Sequence variations at I260 and A1731 contribute to persistent currents in Drosophila sodium channels

Tetrodotoxin-sensitive persistent sodium currents, I_NaP, that activate at subthreshold voltages, have been detected in numerous vertebrate and invertebrate neurons. These currents are believed to be critical for regulating neuronal excitability. However, the molecular mechanism underlying I_NaP is controversial. In this study, we identified an I_NaP with a broad range of voltage dependence, from -60mV to 20mV, in a Drosophila sodium channel variant expressed in Xenopus oocytes. Mutational analysis revealed that two variant-specific amino acid changes, I260T in the S4-S5 linker of domain I (ILS4-S5) and A1731V in the voltage sensor S4 of domain IV (IVS4), contribute to the I_NaP. I260T is critical for the portion of I_NaP at hyperpolarized potentials. The T260-mediated I_NaP is likely the result of window currents flowing in the voltage range where the activation and inactivation curves overlap. A1731V is responsible for impaired inactivation and contributes to the portion of I_NaP at depolarized potentials.
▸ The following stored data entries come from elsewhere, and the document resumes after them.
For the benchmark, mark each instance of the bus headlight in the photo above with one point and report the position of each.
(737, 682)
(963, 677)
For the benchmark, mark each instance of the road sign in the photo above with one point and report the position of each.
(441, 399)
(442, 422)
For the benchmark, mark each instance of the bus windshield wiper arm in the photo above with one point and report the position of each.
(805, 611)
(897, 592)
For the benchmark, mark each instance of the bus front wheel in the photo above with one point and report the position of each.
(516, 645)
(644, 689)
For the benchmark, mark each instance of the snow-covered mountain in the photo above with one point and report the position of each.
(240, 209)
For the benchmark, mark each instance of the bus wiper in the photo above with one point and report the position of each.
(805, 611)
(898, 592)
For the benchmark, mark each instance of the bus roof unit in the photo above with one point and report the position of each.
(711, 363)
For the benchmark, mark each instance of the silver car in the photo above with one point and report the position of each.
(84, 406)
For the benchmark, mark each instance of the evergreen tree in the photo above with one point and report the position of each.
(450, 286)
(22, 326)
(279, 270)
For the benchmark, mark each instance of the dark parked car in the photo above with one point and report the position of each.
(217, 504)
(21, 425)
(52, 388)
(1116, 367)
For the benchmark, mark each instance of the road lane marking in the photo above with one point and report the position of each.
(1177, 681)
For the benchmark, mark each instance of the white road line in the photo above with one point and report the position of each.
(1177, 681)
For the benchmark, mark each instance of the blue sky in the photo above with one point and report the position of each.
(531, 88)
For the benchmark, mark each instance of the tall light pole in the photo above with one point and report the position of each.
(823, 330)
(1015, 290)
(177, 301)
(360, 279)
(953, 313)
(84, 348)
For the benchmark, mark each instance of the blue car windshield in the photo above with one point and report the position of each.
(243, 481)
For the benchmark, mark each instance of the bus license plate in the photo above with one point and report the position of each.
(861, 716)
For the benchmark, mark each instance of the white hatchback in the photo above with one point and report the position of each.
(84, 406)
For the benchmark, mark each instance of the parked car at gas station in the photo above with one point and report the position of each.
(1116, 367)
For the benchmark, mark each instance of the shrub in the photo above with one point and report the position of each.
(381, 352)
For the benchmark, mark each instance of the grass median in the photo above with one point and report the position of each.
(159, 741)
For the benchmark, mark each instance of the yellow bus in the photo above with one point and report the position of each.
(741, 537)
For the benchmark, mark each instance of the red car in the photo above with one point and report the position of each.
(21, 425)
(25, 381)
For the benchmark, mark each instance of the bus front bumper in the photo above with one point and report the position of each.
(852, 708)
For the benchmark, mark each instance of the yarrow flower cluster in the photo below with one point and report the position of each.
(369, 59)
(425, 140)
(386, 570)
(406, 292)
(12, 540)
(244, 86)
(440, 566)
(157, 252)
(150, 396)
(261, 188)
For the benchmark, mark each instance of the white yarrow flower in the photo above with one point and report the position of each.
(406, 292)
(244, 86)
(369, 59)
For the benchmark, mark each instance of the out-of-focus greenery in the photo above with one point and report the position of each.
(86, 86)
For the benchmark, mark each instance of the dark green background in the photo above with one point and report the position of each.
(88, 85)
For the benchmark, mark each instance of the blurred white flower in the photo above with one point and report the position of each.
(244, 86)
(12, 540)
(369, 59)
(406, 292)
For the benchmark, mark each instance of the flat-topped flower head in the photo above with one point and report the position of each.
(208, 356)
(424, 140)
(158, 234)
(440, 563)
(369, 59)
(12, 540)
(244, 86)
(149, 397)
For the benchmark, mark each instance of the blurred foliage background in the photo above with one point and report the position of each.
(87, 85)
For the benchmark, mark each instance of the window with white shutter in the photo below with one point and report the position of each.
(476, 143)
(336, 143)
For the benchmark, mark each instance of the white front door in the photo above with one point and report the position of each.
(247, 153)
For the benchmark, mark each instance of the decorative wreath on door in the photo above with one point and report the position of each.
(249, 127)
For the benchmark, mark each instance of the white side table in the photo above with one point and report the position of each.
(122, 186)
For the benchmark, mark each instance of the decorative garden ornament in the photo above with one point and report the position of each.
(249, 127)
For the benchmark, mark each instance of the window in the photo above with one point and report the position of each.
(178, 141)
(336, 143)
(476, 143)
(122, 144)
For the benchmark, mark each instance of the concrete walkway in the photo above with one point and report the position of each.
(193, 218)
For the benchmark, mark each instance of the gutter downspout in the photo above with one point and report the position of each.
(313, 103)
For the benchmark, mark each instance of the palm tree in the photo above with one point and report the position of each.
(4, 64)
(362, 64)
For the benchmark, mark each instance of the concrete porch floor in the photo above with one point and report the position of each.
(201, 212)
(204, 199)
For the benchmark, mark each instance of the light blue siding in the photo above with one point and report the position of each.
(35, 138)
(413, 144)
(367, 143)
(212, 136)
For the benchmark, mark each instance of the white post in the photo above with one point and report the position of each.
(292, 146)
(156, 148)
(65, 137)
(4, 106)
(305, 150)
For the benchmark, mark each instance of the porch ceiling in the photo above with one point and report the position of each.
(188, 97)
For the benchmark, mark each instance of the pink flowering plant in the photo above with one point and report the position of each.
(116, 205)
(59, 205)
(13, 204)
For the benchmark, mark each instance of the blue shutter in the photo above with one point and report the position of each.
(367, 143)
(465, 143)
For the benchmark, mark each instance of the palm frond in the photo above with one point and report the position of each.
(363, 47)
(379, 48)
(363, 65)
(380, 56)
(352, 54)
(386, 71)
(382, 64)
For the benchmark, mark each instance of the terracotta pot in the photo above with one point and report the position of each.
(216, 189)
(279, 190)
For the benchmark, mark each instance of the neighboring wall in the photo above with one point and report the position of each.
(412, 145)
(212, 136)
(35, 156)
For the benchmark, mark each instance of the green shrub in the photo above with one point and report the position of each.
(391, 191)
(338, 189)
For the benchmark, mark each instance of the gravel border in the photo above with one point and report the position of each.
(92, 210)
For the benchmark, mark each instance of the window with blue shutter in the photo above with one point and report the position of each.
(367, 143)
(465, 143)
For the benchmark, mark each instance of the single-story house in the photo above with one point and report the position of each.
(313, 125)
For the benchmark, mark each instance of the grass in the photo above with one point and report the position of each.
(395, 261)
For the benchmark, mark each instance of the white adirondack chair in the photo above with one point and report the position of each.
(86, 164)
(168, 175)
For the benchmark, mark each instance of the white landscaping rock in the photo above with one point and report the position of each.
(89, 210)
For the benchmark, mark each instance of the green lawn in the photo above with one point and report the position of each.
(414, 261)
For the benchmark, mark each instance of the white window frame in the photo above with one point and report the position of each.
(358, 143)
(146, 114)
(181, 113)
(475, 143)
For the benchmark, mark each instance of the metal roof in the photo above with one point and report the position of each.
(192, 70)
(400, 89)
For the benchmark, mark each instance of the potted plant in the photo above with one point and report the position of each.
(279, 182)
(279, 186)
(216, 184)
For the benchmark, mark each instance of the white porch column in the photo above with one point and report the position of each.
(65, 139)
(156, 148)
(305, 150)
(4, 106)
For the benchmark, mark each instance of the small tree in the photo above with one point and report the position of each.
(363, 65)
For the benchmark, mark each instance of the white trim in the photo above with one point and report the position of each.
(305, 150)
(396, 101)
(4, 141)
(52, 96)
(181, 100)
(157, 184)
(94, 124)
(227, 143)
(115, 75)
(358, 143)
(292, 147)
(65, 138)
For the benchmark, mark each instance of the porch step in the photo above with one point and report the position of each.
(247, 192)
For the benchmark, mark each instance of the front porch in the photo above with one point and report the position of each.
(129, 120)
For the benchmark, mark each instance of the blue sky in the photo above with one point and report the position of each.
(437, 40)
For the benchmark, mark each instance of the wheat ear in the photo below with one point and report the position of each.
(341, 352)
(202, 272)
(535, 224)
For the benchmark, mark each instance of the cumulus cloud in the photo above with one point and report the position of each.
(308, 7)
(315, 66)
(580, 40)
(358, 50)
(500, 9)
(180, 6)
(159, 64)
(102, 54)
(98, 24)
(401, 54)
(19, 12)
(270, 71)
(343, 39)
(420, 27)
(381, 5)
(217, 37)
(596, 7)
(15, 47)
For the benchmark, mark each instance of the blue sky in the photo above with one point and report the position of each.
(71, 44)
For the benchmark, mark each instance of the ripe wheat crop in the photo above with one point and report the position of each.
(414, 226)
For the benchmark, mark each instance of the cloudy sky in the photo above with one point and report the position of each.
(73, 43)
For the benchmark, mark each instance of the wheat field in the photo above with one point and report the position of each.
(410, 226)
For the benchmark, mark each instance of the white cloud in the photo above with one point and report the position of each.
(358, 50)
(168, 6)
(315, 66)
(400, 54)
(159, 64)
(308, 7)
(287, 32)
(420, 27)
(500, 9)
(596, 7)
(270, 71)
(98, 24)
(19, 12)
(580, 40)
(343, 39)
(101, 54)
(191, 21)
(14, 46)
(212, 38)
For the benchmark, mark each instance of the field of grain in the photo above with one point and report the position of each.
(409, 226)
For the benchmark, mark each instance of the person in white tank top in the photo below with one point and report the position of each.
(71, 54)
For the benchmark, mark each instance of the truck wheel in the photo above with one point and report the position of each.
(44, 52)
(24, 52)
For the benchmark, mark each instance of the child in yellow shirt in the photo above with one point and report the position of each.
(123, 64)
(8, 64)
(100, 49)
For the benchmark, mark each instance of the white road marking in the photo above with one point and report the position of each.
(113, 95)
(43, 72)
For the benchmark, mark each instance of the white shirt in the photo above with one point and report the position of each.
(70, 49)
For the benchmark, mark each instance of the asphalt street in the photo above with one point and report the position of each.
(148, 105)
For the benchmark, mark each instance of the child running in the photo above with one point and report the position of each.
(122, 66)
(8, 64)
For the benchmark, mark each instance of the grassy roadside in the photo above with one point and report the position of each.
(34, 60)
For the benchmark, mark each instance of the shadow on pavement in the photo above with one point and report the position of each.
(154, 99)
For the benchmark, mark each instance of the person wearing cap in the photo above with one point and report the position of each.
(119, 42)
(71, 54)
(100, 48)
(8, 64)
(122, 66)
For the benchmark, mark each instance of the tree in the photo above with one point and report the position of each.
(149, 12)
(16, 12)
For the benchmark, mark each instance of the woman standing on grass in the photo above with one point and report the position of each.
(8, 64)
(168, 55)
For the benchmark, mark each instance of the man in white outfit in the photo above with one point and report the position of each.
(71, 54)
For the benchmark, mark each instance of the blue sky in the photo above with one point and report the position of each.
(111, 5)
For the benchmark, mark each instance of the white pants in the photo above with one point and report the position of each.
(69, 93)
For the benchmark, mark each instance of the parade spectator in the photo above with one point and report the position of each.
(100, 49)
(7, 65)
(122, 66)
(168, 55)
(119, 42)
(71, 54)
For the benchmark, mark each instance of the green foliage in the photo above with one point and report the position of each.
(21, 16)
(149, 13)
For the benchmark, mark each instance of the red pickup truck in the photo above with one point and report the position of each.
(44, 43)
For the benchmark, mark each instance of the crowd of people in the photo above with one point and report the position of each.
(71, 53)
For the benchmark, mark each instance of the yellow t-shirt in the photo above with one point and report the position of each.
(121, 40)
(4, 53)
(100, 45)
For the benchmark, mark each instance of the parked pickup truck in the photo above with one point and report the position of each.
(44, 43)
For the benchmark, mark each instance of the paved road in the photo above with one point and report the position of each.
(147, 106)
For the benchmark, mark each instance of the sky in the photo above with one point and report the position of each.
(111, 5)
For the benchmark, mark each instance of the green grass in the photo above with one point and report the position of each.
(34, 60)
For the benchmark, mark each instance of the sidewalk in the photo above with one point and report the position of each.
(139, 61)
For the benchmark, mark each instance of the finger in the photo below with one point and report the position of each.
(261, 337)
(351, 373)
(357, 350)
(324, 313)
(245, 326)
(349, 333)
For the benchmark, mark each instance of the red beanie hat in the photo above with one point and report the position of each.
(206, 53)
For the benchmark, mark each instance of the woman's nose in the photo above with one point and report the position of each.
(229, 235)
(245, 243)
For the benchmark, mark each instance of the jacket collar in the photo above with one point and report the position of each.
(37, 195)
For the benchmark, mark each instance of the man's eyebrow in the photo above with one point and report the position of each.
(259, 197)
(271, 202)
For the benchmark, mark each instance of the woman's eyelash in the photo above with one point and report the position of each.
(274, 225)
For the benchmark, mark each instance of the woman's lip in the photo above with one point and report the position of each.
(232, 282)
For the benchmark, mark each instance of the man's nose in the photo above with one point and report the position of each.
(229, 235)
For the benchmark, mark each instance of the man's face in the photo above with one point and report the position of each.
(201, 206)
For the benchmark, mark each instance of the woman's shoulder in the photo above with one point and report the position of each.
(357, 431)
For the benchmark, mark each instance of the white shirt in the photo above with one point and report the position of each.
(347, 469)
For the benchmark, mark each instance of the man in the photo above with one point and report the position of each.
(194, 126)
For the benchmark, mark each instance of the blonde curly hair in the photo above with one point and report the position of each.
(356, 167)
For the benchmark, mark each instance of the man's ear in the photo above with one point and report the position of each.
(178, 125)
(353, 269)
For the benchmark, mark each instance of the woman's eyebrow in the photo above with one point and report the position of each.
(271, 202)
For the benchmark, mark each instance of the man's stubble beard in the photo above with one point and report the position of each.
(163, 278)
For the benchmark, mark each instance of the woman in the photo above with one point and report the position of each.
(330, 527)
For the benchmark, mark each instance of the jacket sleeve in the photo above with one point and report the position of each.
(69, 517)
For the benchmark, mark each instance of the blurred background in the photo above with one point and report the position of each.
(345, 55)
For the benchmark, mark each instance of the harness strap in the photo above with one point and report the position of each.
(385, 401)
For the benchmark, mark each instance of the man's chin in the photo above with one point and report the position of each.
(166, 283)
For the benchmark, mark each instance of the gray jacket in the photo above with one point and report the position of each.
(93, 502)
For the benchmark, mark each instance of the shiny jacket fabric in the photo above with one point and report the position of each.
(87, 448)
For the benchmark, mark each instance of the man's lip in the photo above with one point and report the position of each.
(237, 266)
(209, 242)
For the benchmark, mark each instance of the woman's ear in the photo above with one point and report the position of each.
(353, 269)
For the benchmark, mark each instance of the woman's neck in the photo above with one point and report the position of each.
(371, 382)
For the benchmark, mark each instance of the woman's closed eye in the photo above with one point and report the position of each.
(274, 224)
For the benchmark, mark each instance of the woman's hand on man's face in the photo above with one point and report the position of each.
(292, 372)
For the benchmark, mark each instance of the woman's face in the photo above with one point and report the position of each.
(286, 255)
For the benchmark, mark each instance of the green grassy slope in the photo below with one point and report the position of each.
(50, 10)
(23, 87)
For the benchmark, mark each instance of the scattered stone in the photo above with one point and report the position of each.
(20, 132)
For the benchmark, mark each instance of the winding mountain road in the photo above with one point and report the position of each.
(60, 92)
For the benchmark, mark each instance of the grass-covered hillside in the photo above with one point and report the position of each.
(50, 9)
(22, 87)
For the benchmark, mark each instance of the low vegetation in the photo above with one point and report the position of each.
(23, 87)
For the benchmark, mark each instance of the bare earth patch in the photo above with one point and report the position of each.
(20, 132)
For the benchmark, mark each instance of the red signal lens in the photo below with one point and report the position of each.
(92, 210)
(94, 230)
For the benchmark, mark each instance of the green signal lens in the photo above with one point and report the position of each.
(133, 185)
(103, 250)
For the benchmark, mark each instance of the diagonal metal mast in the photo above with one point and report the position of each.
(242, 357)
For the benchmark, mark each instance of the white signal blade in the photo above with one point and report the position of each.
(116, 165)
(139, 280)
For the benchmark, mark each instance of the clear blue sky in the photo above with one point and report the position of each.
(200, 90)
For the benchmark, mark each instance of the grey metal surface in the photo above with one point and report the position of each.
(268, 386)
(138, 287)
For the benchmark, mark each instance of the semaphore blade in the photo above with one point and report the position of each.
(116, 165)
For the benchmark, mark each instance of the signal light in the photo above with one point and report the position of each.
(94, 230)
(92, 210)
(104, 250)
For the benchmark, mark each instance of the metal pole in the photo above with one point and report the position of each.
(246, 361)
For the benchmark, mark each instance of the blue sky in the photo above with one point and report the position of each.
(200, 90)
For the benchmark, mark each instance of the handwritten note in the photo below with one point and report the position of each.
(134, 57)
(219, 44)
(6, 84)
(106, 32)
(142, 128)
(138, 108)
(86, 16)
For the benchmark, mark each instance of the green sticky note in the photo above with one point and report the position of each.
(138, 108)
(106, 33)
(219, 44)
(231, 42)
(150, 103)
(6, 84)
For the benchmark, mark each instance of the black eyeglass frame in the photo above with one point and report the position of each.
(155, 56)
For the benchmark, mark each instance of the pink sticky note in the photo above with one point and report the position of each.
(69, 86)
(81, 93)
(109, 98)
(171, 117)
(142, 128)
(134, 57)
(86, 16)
Furthermore, A1731V causes enhanced activity of two site-3 toxins which induce persistent currents by inhibiting the outward movement of IVS4, suggesting that A1731V inhibits the outward movement of IVS4. These results provided molecular evidence for the involvement of distinct mechanisms in the generation of I_NaP: T260 contributes to I_NaP via enhancement of the window current, whereas V1731 impairs fast inactivation probably by inhibiting the outward movement of IVS4.